Another possible catalyst for future product liability litigation related to climate change is with the rise of litigation funding in the U.S. If there is an increase in the amount of scientific studies linking manufactured goods to the harmful effects of climate change, there will also most likely be an increased interest in the legal financing of suits brought on this basis.
To date, the solution for the product liability underwriter has been to add exclusions to policies preventing them from responding to nascent climate- and carbon-related risks they cannot fully anticipate nor model such as MTBE, BPA or wildfire; or risks where there is a concern of dramatically, socially inflated jury verdicts. Even those insureds that purchase environmental liability policies should not assume a claim brought against a policyholder for the emission of CO2 would be covered under their policy. At present, it does not appear that there is contract-certain coverage for climate change risks in the casualty and liability arena. Existing policy forms either exclude the bodily injury or property damage risk through pollution exclusions. Even the failure-to-warn risk is usually uninsured due to limitations written within the advertising liability coverage part. On top of that, affirmative coverage has not been explicitly offered because there has not been a successful liability case based on a plaintiff’s contribution to global warming -- yet.
The smart underwriters, however, will recognize the pace at which social policy is changing rapidly and should be bold in their deployment of capital as a means of supporting change. Some actions to consider:
- Embrace the newer forms of third-party modeling platforms for emerging casualty risks that do not have historical loss patterns. Instead of avoidance of risk, underwriters can use these models to responsibly provide capacity.
- So as to offer a sustainable insurance program, upgrade the risk analysis process using insurtech tools to gather more data around insureds’ production methods and raw materials, as well as the biomedical science that may inform an underwriter about long-term risks related to those substances and their fabrication.
- Study policyholder ESG metrics and loss experience, and if correlations emerge incorporate those insights into the underwriting process as regulation allows.

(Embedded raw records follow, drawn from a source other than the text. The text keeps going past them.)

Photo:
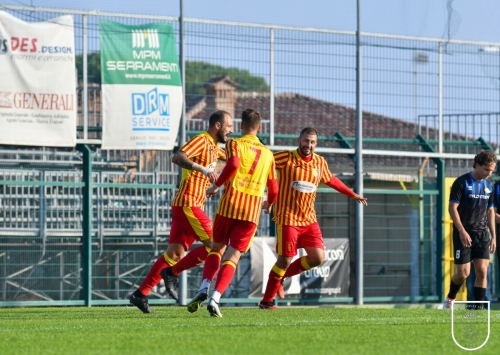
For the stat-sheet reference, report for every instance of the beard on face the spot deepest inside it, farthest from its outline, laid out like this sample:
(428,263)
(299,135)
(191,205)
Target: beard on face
(301,148)
(221,136)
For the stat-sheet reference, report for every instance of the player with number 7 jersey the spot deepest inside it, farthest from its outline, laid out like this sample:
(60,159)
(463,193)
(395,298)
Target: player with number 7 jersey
(250,168)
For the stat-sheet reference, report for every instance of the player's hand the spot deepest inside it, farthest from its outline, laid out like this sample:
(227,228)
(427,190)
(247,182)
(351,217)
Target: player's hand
(212,191)
(465,239)
(360,199)
(212,176)
(267,207)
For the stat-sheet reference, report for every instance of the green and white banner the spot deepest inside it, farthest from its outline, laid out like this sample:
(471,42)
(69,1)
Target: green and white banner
(141,86)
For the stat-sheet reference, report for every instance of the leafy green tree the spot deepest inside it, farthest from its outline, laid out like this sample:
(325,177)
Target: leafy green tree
(197,74)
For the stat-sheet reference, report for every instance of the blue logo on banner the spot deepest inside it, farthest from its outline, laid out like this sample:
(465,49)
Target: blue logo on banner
(153,109)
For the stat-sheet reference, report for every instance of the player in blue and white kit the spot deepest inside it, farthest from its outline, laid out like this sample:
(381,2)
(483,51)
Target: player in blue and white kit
(472,212)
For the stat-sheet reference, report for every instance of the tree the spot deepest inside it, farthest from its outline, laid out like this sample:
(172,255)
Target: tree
(197,74)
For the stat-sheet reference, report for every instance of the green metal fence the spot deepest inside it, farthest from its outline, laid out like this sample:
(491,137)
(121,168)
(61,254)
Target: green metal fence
(44,261)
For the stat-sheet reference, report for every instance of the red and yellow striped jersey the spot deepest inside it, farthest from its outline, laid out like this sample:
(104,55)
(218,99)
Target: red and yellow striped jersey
(243,192)
(203,151)
(298,181)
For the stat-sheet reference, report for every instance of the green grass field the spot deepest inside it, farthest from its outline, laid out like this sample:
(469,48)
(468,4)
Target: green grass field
(290,330)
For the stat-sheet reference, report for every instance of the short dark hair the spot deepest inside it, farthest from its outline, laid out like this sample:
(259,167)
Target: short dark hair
(250,118)
(309,130)
(218,116)
(485,157)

- Develop coverage enhancements like reputation cover, legal expense annuities or regulatory enforcement coverage that could protect customers facing false claims of greenwashing or climate change legal liability suits.
My favorite recommendation, however, is to be part of the climate solution by capitalizing on an underwriter’s innate inquisitiveness. Many new companies and organizations are forming to address the challenges of climate change, like developers of CO2 capture and sequestration facilities, designers of urban green roofs, inventors of sustainable water-management IoT devices and entrepreneurs offering services related to ESG scoring and reporting. With their launch, climate-related companies will need liability insurance, making them attractive new opportunities for an underwriter.

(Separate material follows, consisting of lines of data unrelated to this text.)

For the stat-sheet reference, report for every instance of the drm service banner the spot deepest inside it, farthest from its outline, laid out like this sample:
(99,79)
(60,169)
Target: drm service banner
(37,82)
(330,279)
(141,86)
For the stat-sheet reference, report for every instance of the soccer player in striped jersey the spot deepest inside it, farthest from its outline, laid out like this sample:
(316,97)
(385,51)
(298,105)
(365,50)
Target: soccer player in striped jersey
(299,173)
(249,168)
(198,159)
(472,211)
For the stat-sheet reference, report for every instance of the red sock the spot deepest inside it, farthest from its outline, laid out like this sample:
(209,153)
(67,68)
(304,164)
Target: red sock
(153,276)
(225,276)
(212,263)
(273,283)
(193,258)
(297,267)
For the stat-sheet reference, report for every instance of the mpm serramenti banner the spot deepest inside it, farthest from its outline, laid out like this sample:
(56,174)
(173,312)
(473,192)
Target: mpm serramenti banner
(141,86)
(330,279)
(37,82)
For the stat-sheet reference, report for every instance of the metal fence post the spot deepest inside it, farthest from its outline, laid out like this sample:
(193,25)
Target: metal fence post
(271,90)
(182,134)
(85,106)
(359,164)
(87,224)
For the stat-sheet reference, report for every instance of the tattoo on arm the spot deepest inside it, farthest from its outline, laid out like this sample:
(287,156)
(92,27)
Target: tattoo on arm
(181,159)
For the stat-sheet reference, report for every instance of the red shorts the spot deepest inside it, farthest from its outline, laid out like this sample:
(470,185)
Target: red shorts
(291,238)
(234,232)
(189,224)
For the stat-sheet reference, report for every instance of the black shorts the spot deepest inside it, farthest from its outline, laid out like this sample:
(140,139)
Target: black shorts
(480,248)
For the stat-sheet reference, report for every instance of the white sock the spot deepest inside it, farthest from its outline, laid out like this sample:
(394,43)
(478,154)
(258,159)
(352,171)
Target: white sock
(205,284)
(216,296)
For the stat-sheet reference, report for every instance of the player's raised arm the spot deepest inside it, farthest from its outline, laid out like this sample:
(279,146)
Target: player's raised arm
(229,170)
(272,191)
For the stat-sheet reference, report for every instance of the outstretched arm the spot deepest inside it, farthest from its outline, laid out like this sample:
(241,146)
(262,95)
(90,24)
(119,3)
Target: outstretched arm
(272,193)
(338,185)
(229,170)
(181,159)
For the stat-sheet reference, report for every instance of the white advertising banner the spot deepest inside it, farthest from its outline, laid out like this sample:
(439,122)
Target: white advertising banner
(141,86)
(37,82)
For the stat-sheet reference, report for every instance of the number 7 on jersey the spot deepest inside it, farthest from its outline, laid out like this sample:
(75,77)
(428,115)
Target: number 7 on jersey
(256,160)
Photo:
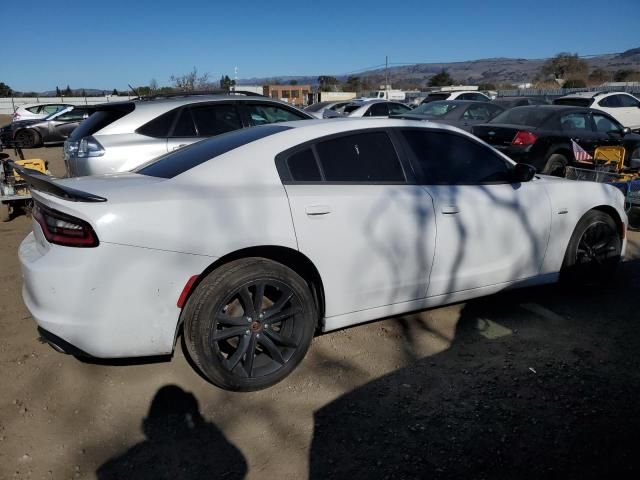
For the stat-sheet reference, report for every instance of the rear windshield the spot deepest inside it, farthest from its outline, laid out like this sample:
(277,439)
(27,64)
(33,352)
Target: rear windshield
(575,102)
(100,119)
(531,116)
(175,163)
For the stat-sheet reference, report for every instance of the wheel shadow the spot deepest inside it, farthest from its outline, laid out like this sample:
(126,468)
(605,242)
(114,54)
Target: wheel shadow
(538,383)
(180,444)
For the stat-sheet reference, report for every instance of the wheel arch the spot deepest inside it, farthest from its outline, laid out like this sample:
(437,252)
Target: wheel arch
(293,259)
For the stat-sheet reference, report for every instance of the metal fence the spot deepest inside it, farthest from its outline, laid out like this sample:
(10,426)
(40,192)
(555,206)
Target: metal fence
(9,105)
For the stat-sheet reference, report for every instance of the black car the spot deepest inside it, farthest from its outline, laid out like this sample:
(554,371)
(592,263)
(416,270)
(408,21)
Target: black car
(459,113)
(51,130)
(541,135)
(510,102)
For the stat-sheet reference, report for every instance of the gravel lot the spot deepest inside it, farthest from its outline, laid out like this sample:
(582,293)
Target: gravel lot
(537,383)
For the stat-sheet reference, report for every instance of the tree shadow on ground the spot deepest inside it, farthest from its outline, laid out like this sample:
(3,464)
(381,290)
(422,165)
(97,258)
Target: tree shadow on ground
(180,444)
(538,383)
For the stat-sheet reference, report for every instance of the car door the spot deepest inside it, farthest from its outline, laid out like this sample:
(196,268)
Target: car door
(199,121)
(361,219)
(490,231)
(577,126)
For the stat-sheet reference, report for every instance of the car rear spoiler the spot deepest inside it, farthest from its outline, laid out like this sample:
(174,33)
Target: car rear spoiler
(45,183)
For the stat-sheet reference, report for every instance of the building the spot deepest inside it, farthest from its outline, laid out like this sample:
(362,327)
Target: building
(294,94)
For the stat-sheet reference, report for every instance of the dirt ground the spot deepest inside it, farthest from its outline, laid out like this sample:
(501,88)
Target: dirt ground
(536,383)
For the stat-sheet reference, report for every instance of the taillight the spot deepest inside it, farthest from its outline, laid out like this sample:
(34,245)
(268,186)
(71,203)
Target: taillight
(63,229)
(524,138)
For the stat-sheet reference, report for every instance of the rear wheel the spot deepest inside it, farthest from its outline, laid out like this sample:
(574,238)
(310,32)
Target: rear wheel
(594,250)
(27,139)
(556,165)
(249,324)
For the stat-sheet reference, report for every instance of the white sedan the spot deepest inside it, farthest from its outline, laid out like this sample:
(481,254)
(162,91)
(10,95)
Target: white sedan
(251,241)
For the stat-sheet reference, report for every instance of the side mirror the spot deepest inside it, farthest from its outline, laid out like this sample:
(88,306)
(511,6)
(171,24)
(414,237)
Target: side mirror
(523,172)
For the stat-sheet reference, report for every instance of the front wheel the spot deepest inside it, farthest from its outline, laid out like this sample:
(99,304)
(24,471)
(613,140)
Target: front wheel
(249,323)
(593,252)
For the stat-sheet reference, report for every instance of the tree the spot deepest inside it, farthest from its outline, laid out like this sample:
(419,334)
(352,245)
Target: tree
(5,90)
(441,79)
(328,83)
(565,65)
(191,81)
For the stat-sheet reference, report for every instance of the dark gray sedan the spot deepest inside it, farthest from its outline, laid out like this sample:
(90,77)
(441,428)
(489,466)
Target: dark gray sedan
(51,130)
(463,114)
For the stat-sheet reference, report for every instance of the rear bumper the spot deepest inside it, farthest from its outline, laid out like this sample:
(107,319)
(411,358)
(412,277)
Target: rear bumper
(110,301)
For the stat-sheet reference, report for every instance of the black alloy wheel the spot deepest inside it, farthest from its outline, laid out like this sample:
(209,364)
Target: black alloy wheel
(594,250)
(249,324)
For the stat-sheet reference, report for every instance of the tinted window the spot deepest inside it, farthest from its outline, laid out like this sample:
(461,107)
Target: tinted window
(363,157)
(447,159)
(159,127)
(610,102)
(531,116)
(100,119)
(175,163)
(377,110)
(215,119)
(628,101)
(262,113)
(184,126)
(303,166)
(605,125)
(575,102)
(395,108)
(575,121)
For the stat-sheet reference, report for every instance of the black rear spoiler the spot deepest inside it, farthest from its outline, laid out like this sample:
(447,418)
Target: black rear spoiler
(44,183)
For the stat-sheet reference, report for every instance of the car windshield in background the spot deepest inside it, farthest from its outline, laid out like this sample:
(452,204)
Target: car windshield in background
(435,109)
(574,102)
(175,163)
(523,116)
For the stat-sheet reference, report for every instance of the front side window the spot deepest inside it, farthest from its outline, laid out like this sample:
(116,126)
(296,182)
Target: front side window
(363,157)
(575,121)
(447,159)
(605,124)
(262,114)
(213,120)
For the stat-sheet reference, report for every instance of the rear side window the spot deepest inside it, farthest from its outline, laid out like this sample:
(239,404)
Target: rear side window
(100,119)
(179,161)
(363,157)
(447,159)
(303,166)
(213,120)
(159,126)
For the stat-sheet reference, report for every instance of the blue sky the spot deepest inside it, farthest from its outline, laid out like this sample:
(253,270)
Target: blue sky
(115,43)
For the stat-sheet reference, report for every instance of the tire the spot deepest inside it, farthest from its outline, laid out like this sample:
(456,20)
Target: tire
(222,326)
(594,251)
(556,165)
(5,212)
(27,139)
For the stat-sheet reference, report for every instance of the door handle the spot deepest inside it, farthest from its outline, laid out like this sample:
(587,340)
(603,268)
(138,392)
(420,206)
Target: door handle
(315,210)
(450,210)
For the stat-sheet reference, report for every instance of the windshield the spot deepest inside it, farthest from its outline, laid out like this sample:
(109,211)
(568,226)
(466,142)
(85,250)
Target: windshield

As these enterprises use untested technologies with no historical loss experience, the casualty underwriter’s enthusiasm may suffer. However, underwriters and sustainability-focused companies have a common characteristic: They similarly provide a social good through their products. Through collaboration and study, underwriters can understand the technologies these start-ups apply and provide access to the abundant risk mitigation resources insurance carriers can offer. With reasonably priced insurance coverage and capacity, businesses oriented toward solving the effects of climate change would have the protection needed to innovate and expand confidently. Insurance often looks to the past to predict the future, but it is also an industry that has the ability to facilitate a better world.